Shane Cortese is an actor and singer. He is perhaps best known for his role of Dominic Thompson on long running soap opera, Shortland Street, a role that was written specifically for Shane after he impressed the show producers with his audition for a different role. He is also known for his roles as Mac on Nothing Trivial, Loki on the Almighty Johnsons and Hayden Peters on hit show Outrageous Fortune.
Former Rugby Union Player
Tony Marsh is a New Zealand-born rugby union player who has represented France playing at centre. Tony is one of the only players who managed to win back-to-back Super Rugby titles with different teams, the Blues in 1997 and the Crusaders in 1998.
He moved to France in 1998 and was named in the French national team in 2001. Early in 2003 he was diagnosed with testicular cancer but overcame the disease after gruelling months of chemotherapy sessions and rejoined the French team, reaching the semi final stage of the 2003 Rugby World Cup.
A personal experience with prostate cancer and a desire to help other men understand the disease meant Peter Montgomery had no hesitation when asked to become an Ambassador for the Prostate Cancer Foundation.
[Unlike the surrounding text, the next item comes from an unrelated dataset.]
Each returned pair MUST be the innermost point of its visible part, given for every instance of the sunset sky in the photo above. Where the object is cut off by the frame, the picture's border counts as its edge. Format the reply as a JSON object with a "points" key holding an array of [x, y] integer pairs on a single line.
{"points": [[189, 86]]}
Montgomery, a sports commentator who is affectionately known as ‘the voice of yachting,’ had his prostate surgically removed in 2006. He said he visited a specialist on another matter and the prostate diagnosis came out of the blue.
His advice to men is to get regular prostate checks — “no doubt about that”
International Soccer Player
Leo Bertos is an international footballer who currently plays as a midfielder for Hamilton Olympic in the Australian National Premier Leagues.
He played for Wellington Phoenix for many years including the ’09-’10 season where the Phoenix made the Australian A-League finals for the first time. He has represented New Zealand over 50 times, including at the 2010 FIFA World Cup.
Hall’s nautical achievements are many. He was on the US sailing team from 1994 – August 2004 and competed in the Athens 2004 Olympics winning a bronze. He was navigator for Seattle Yacht Club’s One World Challenge in 2003 and for Emirates Team New Zealand in the 2007 America’s Cup match.
Hall has lived a life of extremes – from elite sportsman as an Olympian and America’s Cup sailor with Team New Zealand, to testicular cancer – twice. And throughout all this he has endured a brave and ongoing battle with acute bipolar disorder.
His journey through cancer, his sailing achievements and mental illness is all laid bare in his memoir Black Sails, White Rabbits; Cancer Was the Easy Part.
Lady Deborah Holmes
Lady Deborah became involved with the Prostate Cancer Foundation after the passing of her husband, Sir Paul Holmes.
“My message to women out there regarding prostate cancer would be that some men are not very good at getting themselves checked out so make sure they do. It’s a simple test and you’ve got peace of mind.”